Theobromine binds to these receptors instead of adenosine and will therefore inhibit and block its action and have an antidepressant effect.
Theobromine fixation into adenosine receptor blocking the passage of neurotransmitters and maintaining nerve activity
Theobromine, a poison for animals
Humans are the only living beings that can consume chocolate because of theobromine. Theobromine is dangerous for animals.
It’s metabolized more slowly in animals’ organism. This means that it will stay in their body longer, activate the receptors longer and eventually cause damage to the blood vessels. The half-life of theobromine in animals is about 18 hours, while in humans it is 2 to 3 hours. The half-life is the time it takes to eliminate half the amount ingested. For example, if a dog ingests 60 mg of theobromine, 18 hours later there will be 30 mg left in its body.
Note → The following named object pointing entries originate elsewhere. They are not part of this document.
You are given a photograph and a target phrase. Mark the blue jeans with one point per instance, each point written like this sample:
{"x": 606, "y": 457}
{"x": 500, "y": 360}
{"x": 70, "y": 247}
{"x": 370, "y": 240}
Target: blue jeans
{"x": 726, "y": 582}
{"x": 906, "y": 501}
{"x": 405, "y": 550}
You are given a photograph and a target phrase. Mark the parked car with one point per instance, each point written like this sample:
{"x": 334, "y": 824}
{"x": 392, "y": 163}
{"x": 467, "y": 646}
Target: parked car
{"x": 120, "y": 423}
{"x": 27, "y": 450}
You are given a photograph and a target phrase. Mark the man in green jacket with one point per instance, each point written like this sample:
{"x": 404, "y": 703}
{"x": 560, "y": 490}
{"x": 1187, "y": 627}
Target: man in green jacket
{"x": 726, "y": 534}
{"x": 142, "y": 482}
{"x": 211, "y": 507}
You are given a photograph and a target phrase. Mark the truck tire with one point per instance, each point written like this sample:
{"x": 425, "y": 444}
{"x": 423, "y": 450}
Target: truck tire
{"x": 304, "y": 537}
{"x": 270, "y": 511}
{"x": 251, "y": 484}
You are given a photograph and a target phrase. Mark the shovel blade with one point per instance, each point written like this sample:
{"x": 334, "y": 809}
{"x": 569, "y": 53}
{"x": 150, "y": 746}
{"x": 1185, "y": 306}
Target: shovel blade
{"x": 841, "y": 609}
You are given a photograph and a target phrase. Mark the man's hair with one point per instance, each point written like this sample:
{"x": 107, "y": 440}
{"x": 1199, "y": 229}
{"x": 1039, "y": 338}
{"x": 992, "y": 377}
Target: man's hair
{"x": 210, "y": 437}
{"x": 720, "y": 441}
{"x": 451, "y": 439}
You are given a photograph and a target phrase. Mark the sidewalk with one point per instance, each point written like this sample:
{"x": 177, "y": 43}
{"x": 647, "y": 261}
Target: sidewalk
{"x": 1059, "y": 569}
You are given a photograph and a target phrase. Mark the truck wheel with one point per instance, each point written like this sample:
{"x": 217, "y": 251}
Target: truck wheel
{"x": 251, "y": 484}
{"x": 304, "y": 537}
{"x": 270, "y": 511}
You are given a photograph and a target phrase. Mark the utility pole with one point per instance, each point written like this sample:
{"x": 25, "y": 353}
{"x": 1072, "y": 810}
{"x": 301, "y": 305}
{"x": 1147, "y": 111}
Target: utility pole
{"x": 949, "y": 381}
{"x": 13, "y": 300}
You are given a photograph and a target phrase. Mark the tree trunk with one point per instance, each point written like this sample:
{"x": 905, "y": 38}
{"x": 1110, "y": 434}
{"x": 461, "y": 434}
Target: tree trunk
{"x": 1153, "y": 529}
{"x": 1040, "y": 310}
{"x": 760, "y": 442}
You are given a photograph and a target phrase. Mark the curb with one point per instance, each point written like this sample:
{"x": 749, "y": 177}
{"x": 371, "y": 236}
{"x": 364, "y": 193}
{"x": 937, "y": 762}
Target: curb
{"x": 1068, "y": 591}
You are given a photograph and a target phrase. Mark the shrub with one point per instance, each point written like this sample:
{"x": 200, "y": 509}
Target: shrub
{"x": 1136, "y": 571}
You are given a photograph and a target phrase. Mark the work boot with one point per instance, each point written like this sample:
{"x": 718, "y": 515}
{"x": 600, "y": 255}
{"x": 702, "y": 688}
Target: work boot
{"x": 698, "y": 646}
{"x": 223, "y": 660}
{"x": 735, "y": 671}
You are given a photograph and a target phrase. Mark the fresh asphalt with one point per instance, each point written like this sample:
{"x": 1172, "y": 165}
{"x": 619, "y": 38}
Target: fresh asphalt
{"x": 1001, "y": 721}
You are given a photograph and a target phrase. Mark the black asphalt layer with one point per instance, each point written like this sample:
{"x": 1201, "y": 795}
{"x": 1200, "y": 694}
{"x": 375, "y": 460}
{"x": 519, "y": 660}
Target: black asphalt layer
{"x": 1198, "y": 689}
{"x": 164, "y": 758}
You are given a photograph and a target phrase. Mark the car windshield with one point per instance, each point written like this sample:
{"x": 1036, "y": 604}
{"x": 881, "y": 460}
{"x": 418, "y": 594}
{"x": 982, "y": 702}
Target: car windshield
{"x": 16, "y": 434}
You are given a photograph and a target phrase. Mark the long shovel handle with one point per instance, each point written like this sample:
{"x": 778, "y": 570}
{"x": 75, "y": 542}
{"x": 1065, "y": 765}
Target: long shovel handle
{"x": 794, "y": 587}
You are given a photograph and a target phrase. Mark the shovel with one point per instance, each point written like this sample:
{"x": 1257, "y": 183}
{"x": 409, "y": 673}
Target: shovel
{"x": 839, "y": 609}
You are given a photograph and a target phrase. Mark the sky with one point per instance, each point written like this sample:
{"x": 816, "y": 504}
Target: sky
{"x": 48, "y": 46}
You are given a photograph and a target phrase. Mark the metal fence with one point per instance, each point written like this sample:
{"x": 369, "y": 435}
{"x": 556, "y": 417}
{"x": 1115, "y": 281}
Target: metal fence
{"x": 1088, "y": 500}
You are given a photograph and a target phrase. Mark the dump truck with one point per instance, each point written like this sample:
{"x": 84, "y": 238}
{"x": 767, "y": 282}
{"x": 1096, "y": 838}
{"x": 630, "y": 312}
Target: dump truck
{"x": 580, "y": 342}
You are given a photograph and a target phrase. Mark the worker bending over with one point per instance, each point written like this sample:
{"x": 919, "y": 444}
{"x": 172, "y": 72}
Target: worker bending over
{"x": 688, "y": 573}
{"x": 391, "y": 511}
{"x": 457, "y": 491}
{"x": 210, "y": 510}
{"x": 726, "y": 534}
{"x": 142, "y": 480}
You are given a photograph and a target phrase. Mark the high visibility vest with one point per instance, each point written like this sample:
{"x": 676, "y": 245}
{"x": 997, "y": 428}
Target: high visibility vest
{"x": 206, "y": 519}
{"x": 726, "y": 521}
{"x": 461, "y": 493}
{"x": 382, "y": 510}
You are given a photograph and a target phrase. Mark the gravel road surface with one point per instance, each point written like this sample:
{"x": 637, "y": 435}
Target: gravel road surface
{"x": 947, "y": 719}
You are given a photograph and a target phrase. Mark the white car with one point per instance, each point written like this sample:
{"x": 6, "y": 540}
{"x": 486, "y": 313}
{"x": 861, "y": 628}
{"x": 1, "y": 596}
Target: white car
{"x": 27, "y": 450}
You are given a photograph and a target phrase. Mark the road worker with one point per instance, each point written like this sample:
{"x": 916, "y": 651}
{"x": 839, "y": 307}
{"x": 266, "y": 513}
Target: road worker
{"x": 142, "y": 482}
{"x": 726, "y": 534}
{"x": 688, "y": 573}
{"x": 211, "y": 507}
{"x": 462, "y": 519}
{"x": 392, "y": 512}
Symptoms of theobromine poisoning are intense thirst, vomiting, unusual restlessness or trembling. In severe cases, this can lead to heart problems, coma and even death. Once the animal has ingested chocolate, it is important to carefully monitor the evolution of the symptoms (which occur within 12 to 24 hours), to warn the veterinarian and to take the animal to emergency if any serious symptoms occur. If treated in time, the animal generally recovers well. A 100g bar of dark chocolate, which contains 1600mg of theobromine, can kill a dog of 10kg or less. The more cocoa chocolate contains, the more dangerous it is for your pet.
Poster showing the amount of chocolate that causes marked intoxication
(source : https://www.tvm.fr/expertises/gestion-des-intoxications/intoxication-attention-au-chocolat/)
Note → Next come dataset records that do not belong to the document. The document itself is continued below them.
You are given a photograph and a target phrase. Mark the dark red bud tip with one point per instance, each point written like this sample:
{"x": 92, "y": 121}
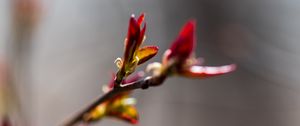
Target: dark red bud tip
{"x": 141, "y": 19}
{"x": 184, "y": 45}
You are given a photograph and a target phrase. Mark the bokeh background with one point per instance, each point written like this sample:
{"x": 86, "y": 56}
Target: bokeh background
{"x": 76, "y": 42}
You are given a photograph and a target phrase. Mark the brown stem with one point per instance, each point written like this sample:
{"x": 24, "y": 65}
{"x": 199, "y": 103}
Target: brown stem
{"x": 142, "y": 84}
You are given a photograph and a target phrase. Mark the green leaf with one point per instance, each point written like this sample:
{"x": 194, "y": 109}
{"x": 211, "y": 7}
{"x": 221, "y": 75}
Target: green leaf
{"x": 146, "y": 53}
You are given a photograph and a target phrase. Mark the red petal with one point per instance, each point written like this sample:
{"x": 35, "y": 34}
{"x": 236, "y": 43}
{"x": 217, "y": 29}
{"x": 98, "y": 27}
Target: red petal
{"x": 184, "y": 45}
{"x": 207, "y": 71}
{"x": 131, "y": 42}
{"x": 141, "y": 19}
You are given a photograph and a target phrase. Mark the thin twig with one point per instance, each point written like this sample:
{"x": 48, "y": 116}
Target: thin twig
{"x": 141, "y": 84}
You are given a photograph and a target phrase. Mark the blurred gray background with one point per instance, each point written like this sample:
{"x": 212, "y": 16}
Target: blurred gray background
{"x": 77, "y": 41}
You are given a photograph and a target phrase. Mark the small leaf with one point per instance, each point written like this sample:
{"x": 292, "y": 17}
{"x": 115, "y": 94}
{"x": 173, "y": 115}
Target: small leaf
{"x": 207, "y": 71}
{"x": 146, "y": 53}
{"x": 131, "y": 40}
{"x": 120, "y": 107}
{"x": 184, "y": 45}
{"x": 141, "y": 19}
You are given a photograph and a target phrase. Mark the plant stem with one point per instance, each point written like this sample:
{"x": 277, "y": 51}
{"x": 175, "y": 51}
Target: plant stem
{"x": 141, "y": 84}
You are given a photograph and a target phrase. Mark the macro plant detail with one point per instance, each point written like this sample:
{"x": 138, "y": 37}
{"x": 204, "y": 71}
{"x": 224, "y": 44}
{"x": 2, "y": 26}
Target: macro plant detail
{"x": 178, "y": 60}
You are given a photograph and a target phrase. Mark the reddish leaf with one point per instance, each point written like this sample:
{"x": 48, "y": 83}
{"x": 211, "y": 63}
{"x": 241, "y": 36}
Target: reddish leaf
{"x": 184, "y": 45}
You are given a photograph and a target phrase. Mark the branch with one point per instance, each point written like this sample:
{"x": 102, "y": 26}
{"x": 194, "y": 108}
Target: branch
{"x": 141, "y": 84}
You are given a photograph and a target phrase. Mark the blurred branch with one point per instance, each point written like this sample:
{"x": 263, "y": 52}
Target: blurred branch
{"x": 141, "y": 84}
So on the evening of the 24th of December, when your children want to put the plate of chocolate cookies and the glass of milk by the fireplace, put them in an airtight box instead. This will make it much harder for Santa's reindeers, or your pets to open it. And Merry Christmas!
1) Adeline Huyghe. Bienfaits et limites de la consommation de caféine. Thèse pour le diplôme d’Etat de Docteur en Pharmarcie. 2014.
2) Maria Teresa Montagna et al. Chocolate, « Food of the Gods »: History, Science and Human Health. International journal of Environmental Research and Public Health. 2019.
3) J. Costentin. Principaux effets neurotropes et psychotropes des méthylxanthines (caféine, théophylline, théobromine, paraxanthine). Psychatr. Sci. Hum. Neurosci. 2010.
4) Hendrik Jan Smit. Theobromine and the pharmacology of cacao. Handbook of Experimental Pharmacology. 2011.